Al regresar a la celda, me preocupó verlo pálido, con sudores fríos, y los labios teñidos de un tono lívido. Y no dejaba de repetir: “Jesús, María,” con una voz cada vez más débil. Hice un gesto para llamar a un hermano, pero me detuvo diciendo: “No despiertes a nadie.” Me alejé unos pasos de su celda, pero él volvió a llamarme. Pensando que no me llamaría para decirme lo mismo, regresé. Pero cuando repitió: “No despiertes a nadie,” le respondí implorándole: “Padre espiritual, déjame hacerlo ahora.” Corrí hacia la celda del Padre Mariano, pero notando la puerta del Padre Guglielmo abierta, entré. Encendí la luz y lo sacudí: “Padre Pío está enfermo.” En un instante, el hermano Guglielmo llegó a la celda del Padre Mariano, y yo corrí a llamar por teléfono al Dr.

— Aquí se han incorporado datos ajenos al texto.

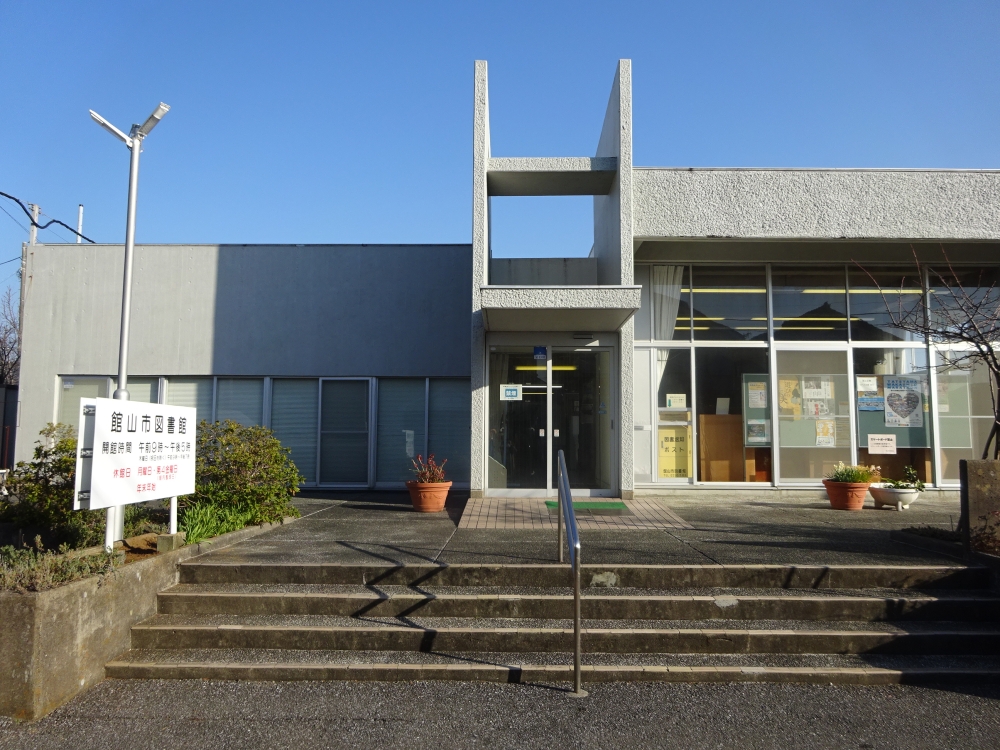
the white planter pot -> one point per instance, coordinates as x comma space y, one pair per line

Sala. El Dr. Sala llegó unos diez minutos después y, tan pronto como vio a Padre Pío, preparó de inmediato el material necesario para administrarle una inyección. Cuando todo estuvo listo, el hermano Guglielmo y yo intentamos levantarlo, pero como no pudimos, tuvimos que acostarlo en la cama. El médico le aplicó la inyección y luego nos ayudó a colocarlo nuevamente en la silla, mientras el Padre repetía, con una voz cada vez más débil y con los labios apenas móviles: “Jesús, María.” Mientras tanto, advertidos por el Dr. Sala, llegaron Mario Pennelli, sobrino de Padre Pío, junto con el director médico de la Casa Alivio del Sufrimiento y los doctores Gusso y Giovanni Scarale. Por mi parte, ya había llamado al Padre Guardián, al Padre Mariano y a otros hermanos, que también estaban presentes. Mientras los médicos administraban oxígeno primero con una cánula y luego con una mascarilla, el Padre Paolo de San Giovanni Rotondo le administraba el sacramento de los enfermos al Padre espiritual. Los demás hermanos, de rodillas, rezaban. Hacia las 2:30 de la madrugada, Padre Pío inclinó suavemente la cabeza sobre el pecho: descansó en paz.